I was so taken by a book that I read to my children when they were small and it stayed in my mind so persistently, that I subsequently went to great lengths to trace it long after it was no longer available on the shelves of major bookstores.   It’s called “It came through the Wall” by Tim Healey and is about a little boy who is visited one night by his very worst nightmare – a huge hairy monster that comes through the wall of his bedroom.

From under his bedclothes he observes the gradual emergence of the hairy beast claw-by-claw as it steps through his wall and comes to sit on his bed.   The monster speaks to him, tells him about the dark and gloomy place that he comes from and says enough to spark the boy’s interest so that after his departure and despite his fear, the boy finds himself yearning to see him again.

He finally manages to step through his wall himself and visits the monster only to find him  terribly unhappy because he is as he says,  “unnamed” and as such, a “no-one”.  To the monster’s delight, the boy names him “The Great Nameless Dread” and the monster celebrates his naming in great style.  In return for being named, the monster gives the boy a handful of “mysterial light” to take back with him and sends him on his way back through the wall.  The book ends with the boy mourning the fact that he was never again able to visit the monster, nor was he ever again visited by him.  But he has clearly left his fear behind him and in its place at the bottom of his sock-drawer is the handful of “mysterial light” which he turns to, to remind himself of the power he has to overcome anything and the trust in his ability to do so.

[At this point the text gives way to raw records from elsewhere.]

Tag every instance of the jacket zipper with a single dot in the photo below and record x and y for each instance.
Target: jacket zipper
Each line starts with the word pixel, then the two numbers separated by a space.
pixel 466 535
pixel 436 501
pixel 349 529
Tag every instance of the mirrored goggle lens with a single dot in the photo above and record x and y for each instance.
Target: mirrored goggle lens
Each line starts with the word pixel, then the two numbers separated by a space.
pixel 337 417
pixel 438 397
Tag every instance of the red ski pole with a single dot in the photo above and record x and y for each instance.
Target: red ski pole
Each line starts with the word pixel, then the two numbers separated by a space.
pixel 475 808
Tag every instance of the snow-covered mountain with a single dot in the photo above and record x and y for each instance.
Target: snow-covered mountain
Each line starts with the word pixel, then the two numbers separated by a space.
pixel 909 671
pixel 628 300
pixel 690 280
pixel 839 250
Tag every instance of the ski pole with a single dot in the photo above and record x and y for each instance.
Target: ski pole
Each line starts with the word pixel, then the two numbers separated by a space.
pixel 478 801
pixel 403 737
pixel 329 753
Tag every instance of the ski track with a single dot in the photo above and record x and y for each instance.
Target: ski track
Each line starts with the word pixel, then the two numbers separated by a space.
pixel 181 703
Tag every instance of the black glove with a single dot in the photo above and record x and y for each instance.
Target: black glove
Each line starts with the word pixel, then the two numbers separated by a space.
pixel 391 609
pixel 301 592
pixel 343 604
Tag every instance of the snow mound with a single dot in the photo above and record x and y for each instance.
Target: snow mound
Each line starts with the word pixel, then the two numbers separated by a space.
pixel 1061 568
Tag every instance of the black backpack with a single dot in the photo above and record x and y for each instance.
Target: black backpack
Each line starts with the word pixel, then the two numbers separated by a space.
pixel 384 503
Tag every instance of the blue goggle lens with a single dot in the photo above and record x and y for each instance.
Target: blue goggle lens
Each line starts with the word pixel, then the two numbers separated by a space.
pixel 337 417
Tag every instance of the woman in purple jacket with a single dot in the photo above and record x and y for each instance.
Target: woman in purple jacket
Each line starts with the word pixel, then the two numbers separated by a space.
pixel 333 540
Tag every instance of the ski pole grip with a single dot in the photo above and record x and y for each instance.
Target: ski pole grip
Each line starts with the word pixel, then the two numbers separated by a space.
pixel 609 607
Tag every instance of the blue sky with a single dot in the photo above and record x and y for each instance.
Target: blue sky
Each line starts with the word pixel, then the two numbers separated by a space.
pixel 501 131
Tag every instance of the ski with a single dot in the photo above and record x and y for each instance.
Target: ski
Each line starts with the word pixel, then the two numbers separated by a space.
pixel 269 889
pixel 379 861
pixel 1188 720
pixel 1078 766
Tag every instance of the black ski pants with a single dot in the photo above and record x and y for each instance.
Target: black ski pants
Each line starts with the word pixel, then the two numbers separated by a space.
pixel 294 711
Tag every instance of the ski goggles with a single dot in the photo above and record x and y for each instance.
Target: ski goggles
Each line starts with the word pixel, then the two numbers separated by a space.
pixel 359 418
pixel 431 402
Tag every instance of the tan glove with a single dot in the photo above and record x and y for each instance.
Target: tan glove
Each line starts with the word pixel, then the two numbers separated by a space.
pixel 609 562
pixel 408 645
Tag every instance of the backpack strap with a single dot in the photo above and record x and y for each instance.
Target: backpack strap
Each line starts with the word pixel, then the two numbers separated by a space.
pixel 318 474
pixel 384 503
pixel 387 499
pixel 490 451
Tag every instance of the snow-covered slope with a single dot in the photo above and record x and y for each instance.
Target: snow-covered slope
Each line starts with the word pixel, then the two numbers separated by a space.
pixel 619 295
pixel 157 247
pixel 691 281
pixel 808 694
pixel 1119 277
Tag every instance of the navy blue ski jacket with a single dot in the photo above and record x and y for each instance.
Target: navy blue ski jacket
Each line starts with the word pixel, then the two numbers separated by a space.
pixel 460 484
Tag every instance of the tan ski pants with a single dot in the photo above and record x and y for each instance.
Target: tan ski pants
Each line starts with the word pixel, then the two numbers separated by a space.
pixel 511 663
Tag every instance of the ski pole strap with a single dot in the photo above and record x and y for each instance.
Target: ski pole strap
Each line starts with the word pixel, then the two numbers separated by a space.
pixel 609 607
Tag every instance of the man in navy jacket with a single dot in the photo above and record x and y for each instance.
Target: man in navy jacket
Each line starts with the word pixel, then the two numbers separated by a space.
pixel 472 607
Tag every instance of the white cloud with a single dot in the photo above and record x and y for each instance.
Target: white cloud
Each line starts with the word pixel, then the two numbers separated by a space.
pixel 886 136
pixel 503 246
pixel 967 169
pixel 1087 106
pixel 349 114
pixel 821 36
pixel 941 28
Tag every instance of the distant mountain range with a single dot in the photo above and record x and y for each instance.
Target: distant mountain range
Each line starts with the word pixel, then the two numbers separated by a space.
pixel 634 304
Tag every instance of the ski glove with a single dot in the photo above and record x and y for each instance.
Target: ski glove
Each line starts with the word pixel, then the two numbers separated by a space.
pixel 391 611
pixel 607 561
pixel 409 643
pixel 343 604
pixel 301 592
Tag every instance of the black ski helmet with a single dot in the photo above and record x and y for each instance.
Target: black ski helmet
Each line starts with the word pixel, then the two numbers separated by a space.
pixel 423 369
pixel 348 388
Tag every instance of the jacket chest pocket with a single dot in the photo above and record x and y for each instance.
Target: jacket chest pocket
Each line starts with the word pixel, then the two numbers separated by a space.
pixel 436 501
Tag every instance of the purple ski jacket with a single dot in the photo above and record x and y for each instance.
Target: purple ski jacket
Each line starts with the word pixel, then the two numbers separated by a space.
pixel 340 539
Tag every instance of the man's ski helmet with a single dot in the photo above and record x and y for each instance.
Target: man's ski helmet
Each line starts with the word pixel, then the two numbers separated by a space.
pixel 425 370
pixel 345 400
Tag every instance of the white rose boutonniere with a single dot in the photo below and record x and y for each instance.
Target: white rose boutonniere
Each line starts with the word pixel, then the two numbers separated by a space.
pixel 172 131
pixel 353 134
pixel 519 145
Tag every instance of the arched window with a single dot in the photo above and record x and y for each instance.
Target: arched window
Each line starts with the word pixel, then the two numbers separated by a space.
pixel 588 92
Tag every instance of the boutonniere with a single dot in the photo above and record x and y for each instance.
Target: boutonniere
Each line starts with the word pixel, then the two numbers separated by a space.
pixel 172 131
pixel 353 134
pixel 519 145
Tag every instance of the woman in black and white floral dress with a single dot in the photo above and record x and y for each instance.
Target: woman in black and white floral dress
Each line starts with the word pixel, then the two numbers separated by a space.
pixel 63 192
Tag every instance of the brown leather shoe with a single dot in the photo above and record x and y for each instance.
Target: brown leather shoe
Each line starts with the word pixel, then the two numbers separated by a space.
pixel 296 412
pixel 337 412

It is a wonderful tale about overcoming fear by

  • a willingness to examine it closely
  • a readiness to acquaint oneself with its origins
  • the naming of it
  • the ability to leave it behind one after doing the above

The benefits of the process include

  • overcoming even our most paralyzing fears
  • belief in oneself and one’s ability to face fear
  • the reward of resolution
  • the personal strength that is to be gained from mastering the challenge of fear

In dealing with fears or anxieties which surface during the course of coaching, this childrens’ story aligns perfectly with the coaching goals and to a large extent, with the steps of the coaching process.    Out of the mouths of babes or wisdom indeed from the nursery!